On peut aussi espérer que les échos que les conclusions du comité ont eues dans la presse peuvent pousser le gouvernement à bouger sur un certain nombre de points. Malheureusement, là aussi, le temps du politique n’est pas celui des médias, et il lui suffit le plus souvent de faire le dos rond en attendant que l’actualité trouve un autre sujet. Reste quand même une possibilité.
La charte a prévu, outre les rapports soumis au Comité, un second mécanisme de contrôle. Il s’agit de la procédure de réclamations collectives, prévue par un Protocole à la Charte sociale adopté en 1995 et entré en vigueur en 1998, actuellement ratifié par 14 États, dont la France.
Cette procédure permet aux syndicats de porter réclamation devant le Comité européen des Droits sociaux, l’organe de contrôle de la Charte, lorsqu’ils considèrent qu’un droit garanti par la Charte n’est pas respecté.
Cette procédure s’apparente, d’une certaine manière, aux recours pour excès de pouvoir qui existent en droit administratif.
Les organisations porteuses de la réclamation n’ont pas l’obligation d’être elles-mêmes victimes de la violation dénoncée même si elles présentent le recours au nom des victimes et si elles illustrent le recours par la description de la situation des victimes.

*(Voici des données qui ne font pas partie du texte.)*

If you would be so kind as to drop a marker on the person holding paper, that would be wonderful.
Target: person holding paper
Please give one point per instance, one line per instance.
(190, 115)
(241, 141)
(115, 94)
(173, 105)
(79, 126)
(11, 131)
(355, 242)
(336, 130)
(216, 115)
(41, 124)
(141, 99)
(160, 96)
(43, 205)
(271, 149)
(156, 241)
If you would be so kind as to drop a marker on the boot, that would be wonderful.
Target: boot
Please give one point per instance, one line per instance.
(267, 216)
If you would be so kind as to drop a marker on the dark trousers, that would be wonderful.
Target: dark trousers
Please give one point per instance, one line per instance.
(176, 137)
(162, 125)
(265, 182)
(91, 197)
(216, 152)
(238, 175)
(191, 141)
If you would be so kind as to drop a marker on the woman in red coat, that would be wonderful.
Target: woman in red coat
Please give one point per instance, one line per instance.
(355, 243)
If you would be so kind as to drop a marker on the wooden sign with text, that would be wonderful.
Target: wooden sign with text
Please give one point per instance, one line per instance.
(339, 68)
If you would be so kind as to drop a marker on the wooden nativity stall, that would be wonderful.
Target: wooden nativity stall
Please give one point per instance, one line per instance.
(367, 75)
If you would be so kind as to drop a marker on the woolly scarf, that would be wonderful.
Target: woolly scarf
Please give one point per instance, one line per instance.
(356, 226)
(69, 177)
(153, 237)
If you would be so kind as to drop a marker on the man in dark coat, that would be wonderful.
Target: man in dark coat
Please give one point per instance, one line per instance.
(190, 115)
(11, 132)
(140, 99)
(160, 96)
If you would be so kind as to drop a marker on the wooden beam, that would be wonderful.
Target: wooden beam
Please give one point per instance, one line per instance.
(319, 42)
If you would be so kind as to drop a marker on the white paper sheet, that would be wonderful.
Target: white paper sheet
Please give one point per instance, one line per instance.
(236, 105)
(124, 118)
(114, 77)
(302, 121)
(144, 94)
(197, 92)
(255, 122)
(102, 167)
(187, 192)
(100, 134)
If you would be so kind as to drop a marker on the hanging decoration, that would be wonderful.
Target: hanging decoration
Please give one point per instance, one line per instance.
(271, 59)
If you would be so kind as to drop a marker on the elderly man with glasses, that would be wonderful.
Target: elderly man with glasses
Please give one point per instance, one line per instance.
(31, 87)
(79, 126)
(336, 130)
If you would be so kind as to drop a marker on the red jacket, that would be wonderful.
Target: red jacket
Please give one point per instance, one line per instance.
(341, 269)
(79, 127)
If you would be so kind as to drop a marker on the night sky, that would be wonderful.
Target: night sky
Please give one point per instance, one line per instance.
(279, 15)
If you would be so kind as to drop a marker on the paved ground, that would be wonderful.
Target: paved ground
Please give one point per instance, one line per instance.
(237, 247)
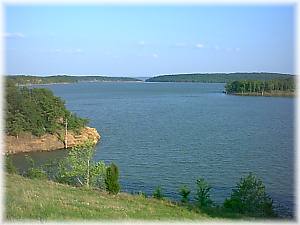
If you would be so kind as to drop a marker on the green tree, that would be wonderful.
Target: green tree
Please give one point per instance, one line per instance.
(249, 197)
(9, 166)
(78, 167)
(202, 195)
(158, 194)
(112, 179)
(184, 192)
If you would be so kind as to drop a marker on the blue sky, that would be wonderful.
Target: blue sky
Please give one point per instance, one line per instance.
(148, 40)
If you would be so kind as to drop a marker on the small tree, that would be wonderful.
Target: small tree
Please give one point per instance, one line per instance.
(158, 193)
(112, 179)
(249, 197)
(9, 166)
(79, 167)
(203, 195)
(184, 191)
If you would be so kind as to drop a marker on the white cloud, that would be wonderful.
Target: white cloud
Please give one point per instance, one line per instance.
(77, 51)
(154, 55)
(14, 35)
(216, 47)
(199, 45)
(142, 43)
(180, 44)
(67, 51)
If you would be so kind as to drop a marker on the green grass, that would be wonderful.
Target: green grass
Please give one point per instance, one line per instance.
(46, 200)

La procédure elle-même n’est pas d’une grande complexité juridique. Contrairement à ce qui est prévu devant la Cour européenne des droits de l’homme, les organisations qui présentent une réclamation n’ont pas l’obligation de saisir au préalable le juge national et les conditions de forme et de délai sont beaucoup plus souples. C’est ce qui explique en partie le nombre élevé des réclamations jugées recevables (plus de 90 % sont jugées recevables).
Et surtout, ici, le travail a déjà été fait par le Comité lui même. Tout ce qu’il reste à montrer c’est que la situation n’a pas évolué depuis la période des constatations du Comité. Ou en pire. Comme d’habitude.